A sad Christmas tree has been deposited in Westminster Hall. It is ringed by fluorescent orange fencing, as if the staff are worried a drunken MP might try to drive into it. Well, no one's in the mood for Advent anyway - the weather's too warm.
The meeting of the parliamentary Scotland committee was so stuffy that I elbowed my way to a seat near an open window, where my ears were immediately assaulted by distant pop music. Belinda Carlisle, T’Pau, all that rubbish. We endured it for 10 minutes till a lady tapped me on the shoulder to complain.
"I know!" I snapped back. "It’s coming from outside."
"Actually, I think -"
"Must be builders."
I looked out the window and shook my head. "They just don't care about other people."
It was only when I took my phone out to post a Tweet about Britain going to the dogs that I discovered the music was in fact coming from my own pocket. I must've sat on the phone and pressed play, for it was humming Blondie across the room.
Pity, because Debbie Harry distracted from a good barney. Representing the Government was Lord Offord of Garvel - whose slicked back hair suggests he inhabits the 80s every bit as much as my playlist - and Alister Jack, Secretary of State for Scotland, who opened by observing that since the Supreme Court has ruled Nicola Sturgeon cannot have another independence referendum (woohoo!), the matter is behind us and this committee surely won't wish to discuss it again.
Of course, the committee spent half an hour discussing nothing else - including the question of whether or not it is legal for Scottish civil servants to continue preparing for a referendum that we now know won’t happen (the cost has been forecast at £20 million). We'll have to look into that, suggested Jack. Not only is time running out for the SNP, but perhaps money too.
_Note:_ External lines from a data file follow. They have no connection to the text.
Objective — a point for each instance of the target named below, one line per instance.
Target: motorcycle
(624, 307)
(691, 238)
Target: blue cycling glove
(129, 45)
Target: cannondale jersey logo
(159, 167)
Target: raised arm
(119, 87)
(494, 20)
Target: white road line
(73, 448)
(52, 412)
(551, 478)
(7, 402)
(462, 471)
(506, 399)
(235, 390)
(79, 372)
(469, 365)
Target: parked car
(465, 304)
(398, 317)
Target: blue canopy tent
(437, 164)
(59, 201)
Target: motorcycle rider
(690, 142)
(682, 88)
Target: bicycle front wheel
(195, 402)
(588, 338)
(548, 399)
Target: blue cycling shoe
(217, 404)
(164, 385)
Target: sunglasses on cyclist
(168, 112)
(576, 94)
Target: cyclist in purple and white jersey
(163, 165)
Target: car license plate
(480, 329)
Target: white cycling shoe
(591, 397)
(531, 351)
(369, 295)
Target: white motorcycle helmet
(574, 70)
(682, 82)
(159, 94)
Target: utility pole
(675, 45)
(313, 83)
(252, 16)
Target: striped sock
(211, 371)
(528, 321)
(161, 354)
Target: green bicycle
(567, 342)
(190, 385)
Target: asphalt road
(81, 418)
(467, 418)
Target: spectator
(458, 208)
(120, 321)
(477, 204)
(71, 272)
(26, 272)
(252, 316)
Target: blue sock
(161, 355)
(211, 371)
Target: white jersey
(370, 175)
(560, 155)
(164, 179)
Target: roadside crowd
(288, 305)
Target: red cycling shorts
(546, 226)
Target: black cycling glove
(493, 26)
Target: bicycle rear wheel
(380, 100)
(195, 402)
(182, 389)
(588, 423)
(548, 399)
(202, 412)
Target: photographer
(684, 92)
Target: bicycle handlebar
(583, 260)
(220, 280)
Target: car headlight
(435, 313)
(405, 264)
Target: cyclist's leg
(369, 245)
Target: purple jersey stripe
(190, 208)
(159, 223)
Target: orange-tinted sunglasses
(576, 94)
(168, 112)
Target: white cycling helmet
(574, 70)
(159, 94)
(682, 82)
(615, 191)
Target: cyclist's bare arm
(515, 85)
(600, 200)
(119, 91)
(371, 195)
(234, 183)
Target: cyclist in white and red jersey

Can Scotland ever have a second referendum, asked the SNP’s Peter Wishart? "Yes, of course," said Jack, but there has to be a clear demonstration of popular will. Isn't the SNP winning elections enough? No, shot back Lord Offord. Two million Scots voted to save the Union in 2014, but only around 1.2 million vote SNP.
By that standard, argued Mhairi Black (SNP), and given that they last won a majority of the Scottish vote in 1955, could one say that the Tories long ago lost a mandate to decide Scotland's future?
Ah, but the Unionists have enjoyed a majority even if the Conservatives do not. "You are bursting to tell us we are not in a voluntary union," challenged Wishart, a reasonable inference if the Union won't grant the SNP the mechanism to leave.
"Oh, we absolutely are!" replied Jack – for Scotland always can go, if nationalists can prove it wants to go, which they can only do through a referendum they cannot have.
It seems the SNP is trapped in a maddening maze of mandarin logic. The system works!